Mon, Mar 08, 2004 - Page 5 News List

Singapore tries to spark baby boom


A renewed effort is underway in Singapore to reverse an alarming baby shortage, with the government mulling longer paid maternity leave and a host of other family-friendly incentives to spark a procreation boom.

The task took on an added sense of urgency with just-released figures showing the total fertility rate plummeted to an historic low of 1.26 children per woman last year.

In absolute terms, it means only 36,000 babies were born that year, well below the 50,000 annual birth the city-state needs to replenish its population of 3.37 million naturally and have enough manpower for economic, defense and other needs.

"This is a serious problem. A declining birth rate will sap the vitality and resilience of our country," Deputy Prime Minister Lee Hsien Loong said in parliament last month.

But demographers said changing social mindsets, apart from easing the financial burdens of raising a child, are equally important -- a point acknowledged by the government.

"We need to shift social attitudes toward having children, even while we recognize that having children is a very personal decision which couples have to make for themselves," said Lee, who will succeed Prime Minister Goh Chok Tong in a leadership change coming possibly later this year.

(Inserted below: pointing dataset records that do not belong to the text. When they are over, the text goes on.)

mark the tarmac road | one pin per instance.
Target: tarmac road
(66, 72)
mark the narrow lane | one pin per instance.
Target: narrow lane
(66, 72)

Since 1987, the government has put in place a slew of financial and tax incentives to encourage couples to have more children than the current average of two.

A "baby bonus" scheme announced in 2000 gave fresh financial incentives for couples who will have a third child.

But demographers said the failure of the financial perks to lift the fertility rate underscores the need for non-monetary measures, such as creating a more friendly environment for working mothers.

"I think the missing link is about work. It's not about buying babies," Peter McDonald, professor of demography at Canberra's Australian National University, said.

"Providing financial support to have children is important but the financial loss that [working women] have by having children ... is in financial terms vastly greater than the payment that any government is going to make to them."